Fehler machen dürfen
Die große Chance, die Unternehmen und damit auch Ausbilder und Personaler haben, ist: Sie können jungen Menschen, die im Mobbing-Shitstorm-Zeitalter aufwachsen, eine Plattform bieten, auf der sie gesehen werden mit dem, was sie können mit dem was sie noch nicht können. Aber auch mit dem Mut, den sie entwickeln, indem sie sich auf Neues einlassen. Und für diesen Mut brauchen Sie Vertrauen und mindestens einen Menschen der Ihnen zugesteht: „Hey, du darfst Fehler machen.“
Ziellos gibt es nicht
So wie ein Kind. Kinder lernen laufen nicht, indem sie es von Anfang an können, sondern indem sie - keine Ahnung - hunderte Male auf ihren Hintern fallen. Und was tun Kleinkinder? Sie stehen wieder auf. Es ist völlig normal, dass ich nicht kann, was ich lernen will. Das bedingt sich. Wenn Menschen sich diesem Risiko nicht stellen wollen und keine Ziele verfolgen, haben Sie ein Ziel. Am Anfang dieser Podcast-Episode habe ich angedeutet, dass ich darüber auch sprechen möchte, und das werde ich jetzt tun. Ziellose Menschen gibt es in Wirklichkeit nicht. Menschen verfolgen immer ein Ziel, man könnte auch sagen eine Absicht. Die Absicht von meinem Paradebeispiel, das ich eingangs geschildert habe, also diesen Menschen, die scheinbar kein Ziel verfolgen, wenn sie immer nur alles innerhalb ihrer Bequemlichkeitszone machen, immer nur ihren alten Muster Folgen, dieses Ziel ist: Ich lasse alles so, wie es ist. Dann muss ich kein Scheitern erleben, keine Blamage, keinen Schmerz.
Wachstum vermeiden
Ob wir es glauben oder nicht - das ist auch ein Ziel. Es ist nur ein Ziel, das uns immer in unserer Bequemlichkeitszone hält. Und in der Bequemlichkeitszone findet nun mal keinerlei Wachstum statt. Da gibt's nichts, wofür ich Mut brauche, wo ich etwas Neues lernen, wo ich mich weiter entwickeln kann. Ich behaupte, das ist nicht das, was Unternehmen von Azubis wollen. Das ist auch nicht das, was Lehrer von Schülern wollen.

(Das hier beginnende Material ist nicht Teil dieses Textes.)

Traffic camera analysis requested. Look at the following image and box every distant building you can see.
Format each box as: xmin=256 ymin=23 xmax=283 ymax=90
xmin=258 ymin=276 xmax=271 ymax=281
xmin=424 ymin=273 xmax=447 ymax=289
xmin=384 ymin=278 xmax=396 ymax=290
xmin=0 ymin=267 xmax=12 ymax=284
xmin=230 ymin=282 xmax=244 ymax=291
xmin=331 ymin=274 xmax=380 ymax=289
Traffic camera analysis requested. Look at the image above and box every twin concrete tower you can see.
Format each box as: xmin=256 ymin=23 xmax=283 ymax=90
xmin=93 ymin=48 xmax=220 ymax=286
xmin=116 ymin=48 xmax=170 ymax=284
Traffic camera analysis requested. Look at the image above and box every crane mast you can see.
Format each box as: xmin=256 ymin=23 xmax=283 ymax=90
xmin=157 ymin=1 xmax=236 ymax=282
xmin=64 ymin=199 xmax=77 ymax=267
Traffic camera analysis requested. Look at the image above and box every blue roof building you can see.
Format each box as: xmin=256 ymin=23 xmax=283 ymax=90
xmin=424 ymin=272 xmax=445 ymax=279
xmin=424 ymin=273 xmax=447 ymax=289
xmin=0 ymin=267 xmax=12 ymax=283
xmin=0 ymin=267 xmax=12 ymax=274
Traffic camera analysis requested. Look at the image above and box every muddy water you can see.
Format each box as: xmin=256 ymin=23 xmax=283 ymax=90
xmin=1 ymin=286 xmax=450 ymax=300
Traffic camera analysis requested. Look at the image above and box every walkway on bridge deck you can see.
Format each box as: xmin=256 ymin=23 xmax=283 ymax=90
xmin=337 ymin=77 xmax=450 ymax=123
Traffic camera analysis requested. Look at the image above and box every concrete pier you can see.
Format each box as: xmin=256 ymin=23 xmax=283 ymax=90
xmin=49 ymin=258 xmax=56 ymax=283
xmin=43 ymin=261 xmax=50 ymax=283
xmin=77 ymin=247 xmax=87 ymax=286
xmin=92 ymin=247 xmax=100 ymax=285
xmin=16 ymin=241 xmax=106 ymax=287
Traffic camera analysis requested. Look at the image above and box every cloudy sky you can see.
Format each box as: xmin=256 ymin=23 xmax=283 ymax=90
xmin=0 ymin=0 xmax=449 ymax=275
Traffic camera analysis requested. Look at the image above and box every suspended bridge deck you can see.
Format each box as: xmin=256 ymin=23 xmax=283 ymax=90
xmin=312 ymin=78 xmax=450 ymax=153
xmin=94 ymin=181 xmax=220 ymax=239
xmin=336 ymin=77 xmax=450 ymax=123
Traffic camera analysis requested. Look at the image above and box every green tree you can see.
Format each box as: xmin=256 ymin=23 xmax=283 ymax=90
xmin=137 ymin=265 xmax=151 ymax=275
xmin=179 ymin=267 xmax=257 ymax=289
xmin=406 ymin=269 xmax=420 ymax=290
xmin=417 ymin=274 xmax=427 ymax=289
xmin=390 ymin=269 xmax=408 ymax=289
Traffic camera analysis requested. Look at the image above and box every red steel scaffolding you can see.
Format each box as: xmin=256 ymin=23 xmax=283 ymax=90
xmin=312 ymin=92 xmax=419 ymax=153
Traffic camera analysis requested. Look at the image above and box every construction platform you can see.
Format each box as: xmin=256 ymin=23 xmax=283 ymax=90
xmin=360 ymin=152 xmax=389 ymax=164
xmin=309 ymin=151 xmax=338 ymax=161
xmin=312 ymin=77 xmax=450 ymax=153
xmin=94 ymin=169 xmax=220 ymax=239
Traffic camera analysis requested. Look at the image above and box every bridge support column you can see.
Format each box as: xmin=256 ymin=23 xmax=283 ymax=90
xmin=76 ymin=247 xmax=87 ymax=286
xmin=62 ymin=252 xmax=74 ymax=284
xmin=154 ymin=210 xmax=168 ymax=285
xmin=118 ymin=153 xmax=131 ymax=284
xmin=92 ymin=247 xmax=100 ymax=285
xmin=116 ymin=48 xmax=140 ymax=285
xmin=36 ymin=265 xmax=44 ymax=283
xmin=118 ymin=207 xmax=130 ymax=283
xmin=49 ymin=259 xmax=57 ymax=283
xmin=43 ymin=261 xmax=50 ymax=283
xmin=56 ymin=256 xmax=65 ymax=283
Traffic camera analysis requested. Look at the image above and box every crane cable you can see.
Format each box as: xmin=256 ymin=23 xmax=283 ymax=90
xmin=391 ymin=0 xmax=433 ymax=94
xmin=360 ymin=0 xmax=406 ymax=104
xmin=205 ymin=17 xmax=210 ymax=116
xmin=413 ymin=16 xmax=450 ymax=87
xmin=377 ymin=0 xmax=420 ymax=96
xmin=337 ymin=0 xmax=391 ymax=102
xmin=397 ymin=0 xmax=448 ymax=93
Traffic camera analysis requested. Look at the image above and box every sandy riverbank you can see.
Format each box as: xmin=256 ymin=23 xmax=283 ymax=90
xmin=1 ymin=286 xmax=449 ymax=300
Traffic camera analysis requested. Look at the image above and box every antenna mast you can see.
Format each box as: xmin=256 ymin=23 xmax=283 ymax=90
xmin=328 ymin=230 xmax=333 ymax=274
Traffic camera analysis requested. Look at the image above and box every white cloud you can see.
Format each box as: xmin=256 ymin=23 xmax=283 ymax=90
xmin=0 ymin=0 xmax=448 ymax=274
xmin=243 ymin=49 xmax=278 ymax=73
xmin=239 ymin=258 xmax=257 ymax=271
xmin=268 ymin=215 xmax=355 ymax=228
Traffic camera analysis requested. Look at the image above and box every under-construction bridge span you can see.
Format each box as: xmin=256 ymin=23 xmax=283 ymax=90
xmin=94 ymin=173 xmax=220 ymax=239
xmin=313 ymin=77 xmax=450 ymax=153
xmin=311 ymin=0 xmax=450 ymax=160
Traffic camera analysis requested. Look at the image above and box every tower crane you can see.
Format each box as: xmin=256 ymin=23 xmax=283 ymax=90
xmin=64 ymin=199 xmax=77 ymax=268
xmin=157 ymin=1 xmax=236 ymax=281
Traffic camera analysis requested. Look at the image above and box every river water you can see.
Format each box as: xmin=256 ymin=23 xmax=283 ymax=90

Die Chance für Unternehmen
Was wir aber begreifen müssen ist, wenn wir diesen Menschen, die eigentlich täglich in der Social-Media-Shitstorm-Gefahr leben, wenn wir diesen Menschen den Mut ermöglichen wollen, sich Neuem zu stellen, brauchen Sie das Vertrauen, dass sie uns gegenüber auch Fehler machen dürfen. Ohne sich blamieren zu müssen, ohne ausgelacht zu werden, ohne bestraft zu werden. Wenn Unternehmen das tun, behaupte ich, haben sie die Riesenchance, als das begriffen zu werden, was diesen jungen Menschen fehlt: als eine Art Zuhause, als Ort, wo sie gesehen werden und wachsen dürfen.
Unternehmen wollen wachsen. Menschen auch.